Souffrance au travail

La question du burnout, du harcèlement ou encore celle des RPS ont été suffisamment médiatisées pour devenir accessibles aux publics, quoique le prix à payer de cette vulgarisation soit une perte de précision de ces concepts.

Les vécus de souffrance au travail, les sensations de fatigue intense, l'épuisement professionnel sont souvent intériorisés par les salariés, soit parce qu'ils sont apparus progressivement, soit parce que l'on vient à se dire que, finalement, « c'est le métier où les choses qui veulent ça », soit parce que c'est les autres qui nous le disent - en ajoutant en général que c'est passager, qu'il faut faire face, qu'il est possible de surmonter.

Les amis, la famille, des collègues, etc. constituent en général nos premiers soutiens ; mais ils sont parfois dans l'incapacité de comprendre la portée du problème.

A terme, c'est le corps qui lâche ou des situation de dépression (au sens littéral, d' absence de pression, comme si l'on n'avait plus assez d'énergie pour faire face) qui vont de pair avec des maux de dos, de la fatigue intense, une instabilité émotionnelle, etc.

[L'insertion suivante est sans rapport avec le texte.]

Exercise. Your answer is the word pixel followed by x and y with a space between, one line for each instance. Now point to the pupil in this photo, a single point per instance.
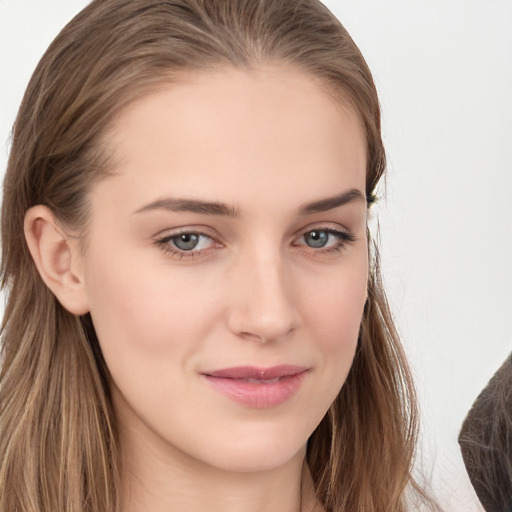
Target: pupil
pixel 316 239
pixel 186 242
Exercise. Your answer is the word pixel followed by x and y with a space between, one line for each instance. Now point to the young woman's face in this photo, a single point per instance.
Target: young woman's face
pixel 226 265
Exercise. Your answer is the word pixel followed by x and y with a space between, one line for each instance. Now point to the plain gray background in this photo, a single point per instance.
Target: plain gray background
pixel 444 72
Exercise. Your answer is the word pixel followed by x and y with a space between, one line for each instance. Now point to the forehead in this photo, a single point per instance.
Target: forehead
pixel 239 130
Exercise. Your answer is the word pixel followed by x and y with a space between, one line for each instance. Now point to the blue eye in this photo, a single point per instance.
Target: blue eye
pixel 185 244
pixel 186 241
pixel 317 238
pixel 326 239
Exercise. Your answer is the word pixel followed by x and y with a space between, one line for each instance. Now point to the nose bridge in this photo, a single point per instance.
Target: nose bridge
pixel 263 306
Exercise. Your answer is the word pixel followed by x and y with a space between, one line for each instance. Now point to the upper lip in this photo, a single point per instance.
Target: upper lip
pixel 253 372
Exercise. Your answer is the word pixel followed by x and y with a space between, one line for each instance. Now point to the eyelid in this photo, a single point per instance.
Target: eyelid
pixel 163 240
pixel 343 235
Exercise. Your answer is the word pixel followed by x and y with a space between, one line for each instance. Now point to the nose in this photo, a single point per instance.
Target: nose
pixel 262 303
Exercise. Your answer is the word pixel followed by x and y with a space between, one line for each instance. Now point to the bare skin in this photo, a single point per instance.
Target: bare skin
pixel 233 234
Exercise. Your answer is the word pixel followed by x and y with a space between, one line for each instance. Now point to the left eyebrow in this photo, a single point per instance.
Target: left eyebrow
pixel 329 203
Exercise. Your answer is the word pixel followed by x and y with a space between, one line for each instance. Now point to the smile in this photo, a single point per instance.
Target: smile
pixel 258 387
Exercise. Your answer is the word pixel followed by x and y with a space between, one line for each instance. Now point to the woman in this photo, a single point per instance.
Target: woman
pixel 195 315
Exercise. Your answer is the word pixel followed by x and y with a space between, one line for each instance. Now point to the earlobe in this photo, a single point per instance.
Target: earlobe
pixel 57 258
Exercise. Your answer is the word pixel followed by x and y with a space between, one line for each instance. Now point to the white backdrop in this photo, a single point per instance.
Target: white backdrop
pixel 444 72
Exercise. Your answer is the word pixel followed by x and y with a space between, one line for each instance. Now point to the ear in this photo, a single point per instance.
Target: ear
pixel 58 259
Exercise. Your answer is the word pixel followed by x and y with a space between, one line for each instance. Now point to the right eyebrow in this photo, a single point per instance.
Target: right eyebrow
pixel 190 205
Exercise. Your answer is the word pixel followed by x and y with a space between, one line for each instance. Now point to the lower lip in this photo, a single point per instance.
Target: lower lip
pixel 259 395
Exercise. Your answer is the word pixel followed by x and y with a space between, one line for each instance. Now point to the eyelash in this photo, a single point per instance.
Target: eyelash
pixel 164 243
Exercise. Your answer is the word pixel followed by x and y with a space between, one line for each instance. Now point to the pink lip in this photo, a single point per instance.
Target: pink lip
pixel 258 387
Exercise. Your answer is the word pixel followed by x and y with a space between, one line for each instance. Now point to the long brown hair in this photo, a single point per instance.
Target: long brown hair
pixel 58 448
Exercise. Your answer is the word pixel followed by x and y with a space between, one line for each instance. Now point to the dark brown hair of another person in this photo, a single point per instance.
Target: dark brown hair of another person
pixel 486 442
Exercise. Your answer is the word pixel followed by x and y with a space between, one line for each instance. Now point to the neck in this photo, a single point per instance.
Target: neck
pixel 166 480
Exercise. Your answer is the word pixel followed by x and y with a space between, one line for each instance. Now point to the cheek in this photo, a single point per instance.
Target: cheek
pixel 144 310
pixel 334 309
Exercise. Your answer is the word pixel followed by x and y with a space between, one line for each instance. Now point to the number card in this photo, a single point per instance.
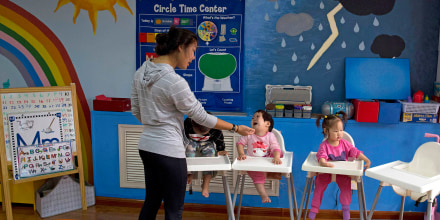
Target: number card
pixel 37 128
pixel 44 159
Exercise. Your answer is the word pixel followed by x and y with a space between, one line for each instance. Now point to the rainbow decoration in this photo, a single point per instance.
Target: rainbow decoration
pixel 42 60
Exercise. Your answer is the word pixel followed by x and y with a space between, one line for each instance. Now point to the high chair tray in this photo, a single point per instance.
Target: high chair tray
pixel 352 168
pixel 389 173
pixel 264 164
pixel 208 163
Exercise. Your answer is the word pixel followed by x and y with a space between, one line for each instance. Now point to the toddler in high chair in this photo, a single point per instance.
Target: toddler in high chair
pixel 334 148
pixel 262 143
pixel 203 142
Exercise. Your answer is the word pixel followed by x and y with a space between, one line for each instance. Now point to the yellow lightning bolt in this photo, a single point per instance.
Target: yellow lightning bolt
pixel 331 38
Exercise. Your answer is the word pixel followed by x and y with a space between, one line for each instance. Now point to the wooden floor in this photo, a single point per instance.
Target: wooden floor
pixel 115 209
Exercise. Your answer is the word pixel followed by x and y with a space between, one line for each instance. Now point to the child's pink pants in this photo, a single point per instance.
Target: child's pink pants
pixel 321 183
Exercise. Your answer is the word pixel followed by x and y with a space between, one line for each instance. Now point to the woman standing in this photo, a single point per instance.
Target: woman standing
pixel 160 98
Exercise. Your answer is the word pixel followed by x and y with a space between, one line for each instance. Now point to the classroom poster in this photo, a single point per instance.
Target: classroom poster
pixel 23 103
pixel 33 129
pixel 216 75
pixel 44 159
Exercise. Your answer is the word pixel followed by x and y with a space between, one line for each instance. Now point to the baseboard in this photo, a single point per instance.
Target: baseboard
pixel 258 211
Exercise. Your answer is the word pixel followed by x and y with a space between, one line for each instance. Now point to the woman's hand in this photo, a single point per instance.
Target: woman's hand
pixel 241 157
pixel 223 153
pixel 244 130
pixel 324 163
pixel 277 161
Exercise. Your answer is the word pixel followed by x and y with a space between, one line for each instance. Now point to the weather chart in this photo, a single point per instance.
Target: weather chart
pixel 216 74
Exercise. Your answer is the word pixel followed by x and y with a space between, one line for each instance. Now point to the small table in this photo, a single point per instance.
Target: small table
pixel 264 164
pixel 220 163
pixel 394 173
pixel 349 168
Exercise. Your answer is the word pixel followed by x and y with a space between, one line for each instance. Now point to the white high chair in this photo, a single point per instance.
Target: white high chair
pixel 264 164
pixel 418 179
pixel 349 168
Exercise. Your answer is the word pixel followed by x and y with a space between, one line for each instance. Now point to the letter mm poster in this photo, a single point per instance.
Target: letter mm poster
pixel 37 128
pixel 44 159
pixel 216 74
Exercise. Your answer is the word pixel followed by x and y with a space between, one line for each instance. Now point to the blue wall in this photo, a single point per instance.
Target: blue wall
pixel 365 32
pixel 382 143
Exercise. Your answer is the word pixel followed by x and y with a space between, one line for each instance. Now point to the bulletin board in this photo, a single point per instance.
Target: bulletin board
pixel 216 74
pixel 39 136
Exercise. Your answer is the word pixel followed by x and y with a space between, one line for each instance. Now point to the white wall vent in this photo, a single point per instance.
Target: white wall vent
pixel 132 170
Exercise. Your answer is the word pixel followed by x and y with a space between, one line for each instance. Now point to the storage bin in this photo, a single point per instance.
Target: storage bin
pixel 307 111
pixel 288 111
pixel 389 112
pixel 270 108
pixel 279 111
pixel 61 194
pixel 297 111
pixel 366 110
pixel 113 105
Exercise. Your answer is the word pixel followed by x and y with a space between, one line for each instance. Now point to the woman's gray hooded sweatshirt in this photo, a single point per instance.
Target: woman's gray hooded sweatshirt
pixel 159 99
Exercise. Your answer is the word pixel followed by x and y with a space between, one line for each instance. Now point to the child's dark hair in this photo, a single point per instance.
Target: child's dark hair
pixel 266 117
pixel 329 120
pixel 199 127
pixel 168 42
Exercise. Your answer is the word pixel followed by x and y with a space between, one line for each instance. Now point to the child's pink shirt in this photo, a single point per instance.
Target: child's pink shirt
pixel 339 153
pixel 260 146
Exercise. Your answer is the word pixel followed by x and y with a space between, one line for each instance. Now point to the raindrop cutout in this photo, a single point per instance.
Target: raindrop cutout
pixel 342 20
pixel 296 81
pixel 356 28
pixel 328 66
pixel 283 43
pixel 362 46
pixel 294 57
pixel 343 45
pixel 375 22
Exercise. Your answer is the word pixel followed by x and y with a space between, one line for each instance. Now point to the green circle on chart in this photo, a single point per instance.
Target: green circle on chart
pixel 217 65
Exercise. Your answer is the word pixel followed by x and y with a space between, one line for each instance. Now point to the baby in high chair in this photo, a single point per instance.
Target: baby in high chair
pixel 262 143
pixel 334 148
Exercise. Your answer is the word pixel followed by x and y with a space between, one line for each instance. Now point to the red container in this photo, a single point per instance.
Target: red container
pixel 113 105
pixel 366 111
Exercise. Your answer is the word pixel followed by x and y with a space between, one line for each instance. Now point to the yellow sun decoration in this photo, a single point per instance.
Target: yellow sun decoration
pixel 93 6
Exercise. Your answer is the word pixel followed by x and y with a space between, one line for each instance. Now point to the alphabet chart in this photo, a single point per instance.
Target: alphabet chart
pixel 42 102
pixel 43 159
pixel 33 129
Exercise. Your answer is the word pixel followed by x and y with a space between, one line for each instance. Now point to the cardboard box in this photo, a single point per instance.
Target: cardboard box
pixel 419 117
pixel 389 112
pixel 113 105
pixel 366 111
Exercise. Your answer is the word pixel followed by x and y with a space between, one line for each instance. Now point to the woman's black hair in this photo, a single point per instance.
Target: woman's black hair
pixel 169 42
pixel 266 117
pixel 330 120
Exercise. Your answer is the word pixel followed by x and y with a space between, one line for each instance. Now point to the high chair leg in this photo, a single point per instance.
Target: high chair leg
pixel 289 190
pixel 229 206
pixel 301 206
pixel 361 207
pixel 241 196
pixel 294 195
pixel 376 198
pixel 402 204
pixel 308 197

Ces troubles s'accompagnent d'une difficulté à réaliser des activités de sociabilité, de socialité ou d'épanouissement hors travail (difficulté à lire, à passer du temps avec des proches, à prendre plaisir lors des congés, etc.)

Pour autant, la disparition des collectifs de travail a conduit à la disparition du décryptage politique de la souffrance.  Alors, si vous voulez pousser la réflexion sur la souffrance au travail, si vous vous interrogez sur les liens entre la politique et les risques psychosociaux, vous pouvez prendre une heure de votre temps et regarder ce débat organisé par Mediapart. Ce débat est animé par Dan Israël, et réunit Lise Gaignard, psychanalyste, auteure de Chroniques du travail aliéné (Editions d’une) ; Danièle Linhart, professeure en sociologie, directrice de recherche au CNRS, auteure de La Comédie humaine du travail ; et Sylvaine Perragin, auteure du livre Le salaire de la peine. Le business de la souffrance au travail (Don Quichotte).

Un diagnostic sur les risques psychosociaux peut être un bon moyen de mettre en perspective le caractère collectif de la souffrance au travail et de cibler les causes dans l'organisation du travail qui plongent les salariés dans cet état. Lorsque le dialogue social entre la direction et les institutions représentatives du personnel n'est plus possible, lorsqu'il est compliqué, alors le CSE peut recourir à une expertise Qualité du travail de l'emploi (QTE).